Mas será que o atual Sistema de Segurança Social prevê esta possibilidade?

O Sistema de Segurança Social em Portugal está estruturado, de acordo com a Lei de Bases (Lei n.º 4/2007, de 16 de janeiro), em torno de três pilares: Sistema de Proteção Social de Cidadania; Sistema Previdencial; e Sistema Complementar.

O Sistema de Proteção Social de Cidadania tem por objetivo principal o de “garantir direitos básicos dos cidadãos”, enquanto o Sistema Previdencial visa garantir “prestações pecuniárias substitutivas de rendimentos de trabalho perdido”. Por fim, o Sistema Complementar, que compreende um regime público de capitalização e regimes complementares de iniciativa coletiva e de iniciativa individual, são reconhecidos “como instrumentos significativos de proteção e de solidariedade social, concretizada na partilha das responsabilidades sociais”.

A coexistência destes três pilares e a sua necessária articulação está prevista na própria Lei de Bases.
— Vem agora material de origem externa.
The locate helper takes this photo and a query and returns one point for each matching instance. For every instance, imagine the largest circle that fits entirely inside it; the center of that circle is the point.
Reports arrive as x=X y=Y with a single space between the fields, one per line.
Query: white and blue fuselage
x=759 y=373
Na realidade, um dos principios centrais do sistema é o da complementaridade, que consiste na “articulação das várias formas de proteção social públicas, sociais, cooperativas, mutualistas e privadas”. De igual forma, a Lei de Bases refere que o regime público de capitalização, no âmbito do Sistema Complementar, “visa a atribuição de prestações complementares das concedidas pelo Sistema Previdencial, tendo em vista o reforço da proteção social dos beneficiários”, admitindo-se, inclusivé, a possibilidade de combinação de esquemas de contribuição obrigatória para o Sistema Previdencial e para o Sistema Complementar (i.e., regime público de capitalização).

Saliente-se que o desenvolvimento do Sistema Complementar da Segurança Social, nos termos previstos na Lei de Bases (i.e., como complementar e não como substituto), permite obter alguns benefícios que importa salientar.

Em primeiro lugar, o Sistema Complementar melhora os níveis de proteção social num contexto em que as taxas de substituição das pensões do regime público de pensões tendem a cair para valores muito reduzidos.

Em segundo lugar, e pela sua natureza, o Sistema Complementar terá, por um lado, maior capacidade de se ajustar às necessidades efetivas de proteção social dos cidadãos, assegurando soluções adaptadas ao perfil de risco de cada individuo e, por outro, permite assegurar respostas em áreas onde o sistema público deixou de assegurar uma cobertura adequada.

Em terceiro lugar, permite estimular a poupança, elemento central para o desenvolvimento de qualquer sociedade moderna, uma vez que sem poupança não há investimento.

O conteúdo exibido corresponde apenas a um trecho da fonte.